The GM and F stories don’t fare as well. In fact, only two of the stories really stand out, and still feel kind of old fashioned. Ill Met in Lankhmar and Lean Times in Lankhmar are the two best, I think, of all these stories. Ill Met is perhaps the best story I’ve read in a very very long time. Yet, it only works as a reference point to a certain moment in history- like most F/SF classics, it doesn’t hold up well in certain aspects (points of the prose are clunky, some of the descriptions go on and on and on for pages, there is some scant forms of sexism (including a gf in the refrigator syndrome), etc, etc) and in other aspects it just feels dated. Not that it’s a bad thing- some of the most fun about reading older SF/F is the retro-ness of it all, and that faux nostalgia for a time one hasn’t been a part of (speaking from someone of my generation).
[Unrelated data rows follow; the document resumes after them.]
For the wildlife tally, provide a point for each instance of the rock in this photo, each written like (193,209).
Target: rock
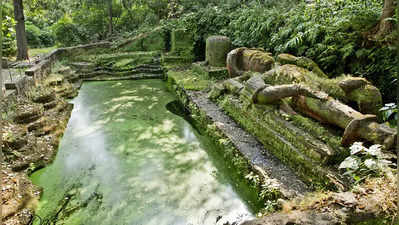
(54,79)
(13,135)
(27,113)
(303,62)
(217,48)
(356,124)
(217,90)
(345,88)
(367,96)
(64,70)
(243,59)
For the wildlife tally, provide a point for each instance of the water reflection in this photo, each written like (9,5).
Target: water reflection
(148,166)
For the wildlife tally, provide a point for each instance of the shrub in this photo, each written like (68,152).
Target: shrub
(33,35)
(65,31)
(9,38)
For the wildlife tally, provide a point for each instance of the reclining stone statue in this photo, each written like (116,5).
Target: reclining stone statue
(311,92)
(290,69)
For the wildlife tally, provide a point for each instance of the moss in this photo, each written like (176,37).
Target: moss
(257,60)
(282,142)
(188,80)
(151,41)
(288,74)
(303,62)
(182,44)
(210,72)
(368,98)
(323,134)
(172,59)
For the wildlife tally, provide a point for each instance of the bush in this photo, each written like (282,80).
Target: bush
(332,33)
(47,37)
(9,38)
(33,35)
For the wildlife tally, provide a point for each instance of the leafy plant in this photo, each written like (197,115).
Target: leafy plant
(365,162)
(389,114)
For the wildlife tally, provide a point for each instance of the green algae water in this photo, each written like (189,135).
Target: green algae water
(126,160)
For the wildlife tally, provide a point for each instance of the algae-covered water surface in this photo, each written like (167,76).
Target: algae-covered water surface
(126,159)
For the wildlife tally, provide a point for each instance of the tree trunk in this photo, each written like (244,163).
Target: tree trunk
(1,64)
(385,26)
(22,44)
(110,26)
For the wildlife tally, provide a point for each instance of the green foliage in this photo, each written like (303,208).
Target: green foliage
(32,35)
(389,114)
(365,162)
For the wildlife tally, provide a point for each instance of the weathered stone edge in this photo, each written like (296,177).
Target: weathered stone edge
(287,183)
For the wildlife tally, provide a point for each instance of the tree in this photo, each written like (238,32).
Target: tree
(385,25)
(22,44)
(110,25)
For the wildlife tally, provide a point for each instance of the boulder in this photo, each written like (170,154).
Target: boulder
(217,48)
(243,59)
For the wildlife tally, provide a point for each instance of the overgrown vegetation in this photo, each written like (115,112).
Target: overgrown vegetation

I wouldn’t hesitate to hand off a copy of Space Time for Springers to someone new to Genre. I would be hesitant with Ill Met and Lean Times, since a new reader would be turned off by the writing, the infodumping and the pages and pages of description (as well as female readers being put off by some of the less, um, women friendly aspects). But for someone interested in genre (and a story that has a lot of good parts to it) I would put in their hands very quickly.
The other GM & F stories I would just use a historical reference, and nothing else. Most of them are pretty poor when compared to these two stories (and they feel kind of dashed off). Although for people wanting to write literary epic/heroic/s&S fantasy (modernized and such, for our current sensibilities) I would point them at necessary, just because writing in one genre one needs to be versed in the genre in all aspects.
Next on my retrospective- Jack Vance’s Dying Earth books. I read these originally at around the same time I read the original Leiber Swords of books and Howard’s Conan books (all these books bought second hand from a used bookstore for about a few cents for a book). Again, some aspects don’t hold up too well. But I’ll talk about those when I get to them.